Quick! The bad guy/super villain has left the room! Plug in a mysterious device that’ll hack up their computer while an on-screen progress bar ticks forward to convey to the audience that things are working!
It’s a classic scene from basically every spy movie in history. In this case, however, that mystery device is real.
Samy Kamkar — developer of projects like that massive worm that conquered MySpace back in 2006, or SkyJack, the drone that hijacks other drones — has released a video demonstrating the abilities of a particularly ridiculous “necklace” he sometimes wears around.

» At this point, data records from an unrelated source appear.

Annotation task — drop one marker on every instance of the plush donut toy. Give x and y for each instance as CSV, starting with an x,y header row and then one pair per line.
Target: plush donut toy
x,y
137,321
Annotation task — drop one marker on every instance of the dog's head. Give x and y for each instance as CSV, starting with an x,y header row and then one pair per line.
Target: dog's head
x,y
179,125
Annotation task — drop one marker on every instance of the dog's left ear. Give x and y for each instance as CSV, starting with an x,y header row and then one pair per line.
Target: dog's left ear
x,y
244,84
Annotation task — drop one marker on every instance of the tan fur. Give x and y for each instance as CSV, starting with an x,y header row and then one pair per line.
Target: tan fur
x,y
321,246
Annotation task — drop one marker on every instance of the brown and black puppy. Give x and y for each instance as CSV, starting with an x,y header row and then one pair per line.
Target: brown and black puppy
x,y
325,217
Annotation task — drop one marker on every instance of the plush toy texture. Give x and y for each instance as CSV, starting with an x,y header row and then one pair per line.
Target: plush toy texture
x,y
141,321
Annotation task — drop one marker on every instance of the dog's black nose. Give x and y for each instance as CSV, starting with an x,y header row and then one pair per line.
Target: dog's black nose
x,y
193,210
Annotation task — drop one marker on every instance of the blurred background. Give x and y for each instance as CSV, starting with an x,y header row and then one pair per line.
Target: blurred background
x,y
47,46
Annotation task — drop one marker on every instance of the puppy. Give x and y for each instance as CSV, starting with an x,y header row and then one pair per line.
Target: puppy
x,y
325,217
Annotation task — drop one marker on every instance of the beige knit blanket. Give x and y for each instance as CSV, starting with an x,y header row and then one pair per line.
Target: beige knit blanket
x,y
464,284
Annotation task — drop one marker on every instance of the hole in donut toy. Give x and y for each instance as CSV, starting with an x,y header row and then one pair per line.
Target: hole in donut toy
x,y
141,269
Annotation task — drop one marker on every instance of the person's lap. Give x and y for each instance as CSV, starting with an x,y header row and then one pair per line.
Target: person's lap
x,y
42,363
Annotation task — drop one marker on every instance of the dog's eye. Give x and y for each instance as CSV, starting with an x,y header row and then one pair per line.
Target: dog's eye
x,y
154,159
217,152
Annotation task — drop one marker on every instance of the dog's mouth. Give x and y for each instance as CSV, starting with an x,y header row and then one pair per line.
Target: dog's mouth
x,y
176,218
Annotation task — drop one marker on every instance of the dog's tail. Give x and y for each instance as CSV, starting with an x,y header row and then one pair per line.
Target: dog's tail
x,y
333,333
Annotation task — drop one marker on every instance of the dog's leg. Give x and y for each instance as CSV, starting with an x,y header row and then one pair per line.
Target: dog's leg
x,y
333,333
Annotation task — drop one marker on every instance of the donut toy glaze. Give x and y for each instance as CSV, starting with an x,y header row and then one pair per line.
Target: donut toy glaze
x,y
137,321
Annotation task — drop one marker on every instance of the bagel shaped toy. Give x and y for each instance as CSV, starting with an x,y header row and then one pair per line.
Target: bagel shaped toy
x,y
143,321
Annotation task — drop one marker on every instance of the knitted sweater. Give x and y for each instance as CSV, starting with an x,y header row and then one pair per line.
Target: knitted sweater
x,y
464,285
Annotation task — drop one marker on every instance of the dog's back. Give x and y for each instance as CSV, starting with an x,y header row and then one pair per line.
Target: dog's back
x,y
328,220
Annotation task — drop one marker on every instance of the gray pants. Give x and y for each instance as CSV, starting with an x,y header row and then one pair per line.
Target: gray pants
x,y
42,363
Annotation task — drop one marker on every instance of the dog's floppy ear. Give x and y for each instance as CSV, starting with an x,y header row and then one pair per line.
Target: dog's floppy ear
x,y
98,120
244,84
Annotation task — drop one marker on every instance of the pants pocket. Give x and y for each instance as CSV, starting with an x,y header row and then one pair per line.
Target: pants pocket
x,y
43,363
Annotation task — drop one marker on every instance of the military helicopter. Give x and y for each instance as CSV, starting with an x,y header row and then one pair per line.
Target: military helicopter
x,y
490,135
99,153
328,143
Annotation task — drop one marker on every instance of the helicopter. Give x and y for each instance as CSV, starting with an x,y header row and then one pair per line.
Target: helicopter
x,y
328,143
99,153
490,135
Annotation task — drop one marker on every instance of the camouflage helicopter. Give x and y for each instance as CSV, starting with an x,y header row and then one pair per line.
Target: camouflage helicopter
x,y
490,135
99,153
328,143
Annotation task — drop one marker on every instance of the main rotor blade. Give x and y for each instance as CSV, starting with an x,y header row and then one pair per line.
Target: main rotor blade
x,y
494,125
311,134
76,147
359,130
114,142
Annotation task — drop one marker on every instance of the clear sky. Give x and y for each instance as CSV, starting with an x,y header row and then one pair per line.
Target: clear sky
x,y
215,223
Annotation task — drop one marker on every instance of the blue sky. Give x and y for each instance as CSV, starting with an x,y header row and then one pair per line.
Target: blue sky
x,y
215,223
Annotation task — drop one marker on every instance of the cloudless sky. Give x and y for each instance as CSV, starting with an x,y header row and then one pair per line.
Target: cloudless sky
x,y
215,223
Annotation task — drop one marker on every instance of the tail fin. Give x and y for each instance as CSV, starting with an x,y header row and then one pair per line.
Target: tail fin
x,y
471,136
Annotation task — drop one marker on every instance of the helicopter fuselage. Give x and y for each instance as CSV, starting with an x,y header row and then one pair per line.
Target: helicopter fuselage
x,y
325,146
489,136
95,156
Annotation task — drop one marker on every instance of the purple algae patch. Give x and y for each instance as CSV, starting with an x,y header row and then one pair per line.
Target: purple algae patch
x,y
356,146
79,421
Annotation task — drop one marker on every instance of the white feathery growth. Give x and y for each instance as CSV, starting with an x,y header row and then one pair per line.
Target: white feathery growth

Called USBdriveby, it’s a USB-powered microcontroller-on-a-chain, rigged to exploit the inherently awful security flaws lurking in your computer’s USB ports. In about 60 seconds, it can pull off a laundry list of nasty tricks:
It starts by pretending to be a keyboard/mouse.
If you have a network monitor app like Little Snitch running, it uses a series of keystrokes to tell LittleSnitch that everything is okay and to silence all warnings.
It disables OS X’s built-in firewall.
It pops into your DNS settings and tweaks them to something under the hacker’s control, allowing them to replace pretty much any website you try to visit with one of their own creation.
It opens up a backdoor, then establishes an outbound connection to a remote server which can send remote commands. Since the connection is outbound, it eliminates the need to tinker with the user’s router port forwarding settings.
It closes any windows and settings screens it opened up, sweeping up its footprints as it heads for the door.
So in 30-60 seconds, this device hijacks your machine, disables many layers of security, cleans up the mess it makes, and opens a connection for remote manipulation even after the device has been removed. That’s… kind of terrifying.
While the video above focuses on OS X, the methods tapped here aren’t exclusive to Apple’s platform. Kamkar says everything shown so far is “easily extendable to Windows or *nix.”
So what can you do to protect yourself from things like this? Not a whole lot, really — that’s why attacks like this and BadUSB are so freaky. A lot of these flaws are inherent to the way the USB protocol was designed and implemented across so many hundreds of millions of computers; short of filling your USB ports with cement or never, ever leaving your computer’s ports unattended while out and about, there’s no magic fix.